Attacks on innocent human life
Amoris Laetitia fails to grapple with the scale of the threat to unborn children, the elderly and the disabled. Conservative estimates indicate that over one billion unborn lives have been destroyed by abortion over the last century. Yet in a document addressing challenges to the family, which is 263 pages long, there are only a small number of passing references to abortion. There is no mention of the destruction caused by artificial methods of reproduction, which have also resulted in the loss of millions of human lives. The absence of serious discussion of attacks on unborn life in this context is a grave omission.
There is also minimal reference to euthanasia and assisted suicide despite the increasing pressure for their legalization across the world. Failure to adequately discuss this threat is likewise another very regrettable omission.
Amoris Laetitia fails to adequately restate Catholic teaching on the use of contraception. This is a troubling oversight given that (i) the separation of the procreative and unitive ends of the sexual act is a major catalyst for the culture of death and that (ii) there is widespread disobedience and ignorance of the Church’s teaching in this area precisely because of the failure of the hierarchy to communicate this truth. The document’s discussion of conscience is likewise flawed both in paragraph 222, which deals with “responsible parenthood”, and in Chapter VIII which deals with the admission to the sacraments of those in public adultery. Paragraph 303 is of particular concern, especially in the following assertion:
“Yet conscience can do more than recognize that a given situation does not correspond objectively to the overall demands of the Gospel. It can also recognize with sincerity and honesty what for now is the most generous response which can be given to God, and come to see with a certain moral security that it is what God himself is asking amid the concrete complexity of one’s limits, while yet not fully the objective ideal. In any event, let us recall that this discernment is dynamic; it must remain ever open to new stages of growth and to new decisions which can enable the ideal to be more fully realized.”

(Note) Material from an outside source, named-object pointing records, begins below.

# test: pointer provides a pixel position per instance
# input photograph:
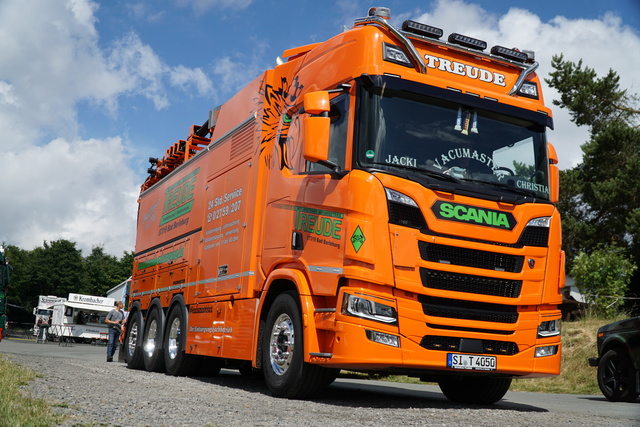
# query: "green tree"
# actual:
(600, 198)
(59, 268)
(602, 277)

This statement seems to adopt a false understanding of the “law of gradualness” and suggest that there are certain occasions when sin is not only unavoidable but even actively willed by God for that person. This would clearly be unacceptable.
This is only a brief introduction to the very numerous problems to found within Amoris Laetitia. It will take further study to fully draw out all the implications of the text but it is already abundantly clear that the document fails to give a clear and faithful exposition of Catholic doctrine and leads inescapably to conclusions that could result in violations of the immutable teaching of the Catholic Church, and those disciplines which are inextricably founded upon it. Our initial overview provides sufficient cause to regard this document as a threat to the integrity of the Catholic faith and the authentic good of the family.
We reiterate once again that we make these criticisms with great reverence for the office of the papacy but with the consciousness of our duties as lay Catholics towards the good of the Church, and our duties as pro-life/pro-family campaigners to work to protect the family and its most vulnerable members.
Voice of the Family is an international coalition of 26 pro-life/pro-family organisations and was present in Rome throughout both the Extraordinary (2014) and Ordinary Synods of the Family (2015). Voice of the Family has published in-depth analyses of the Synods’ official documents.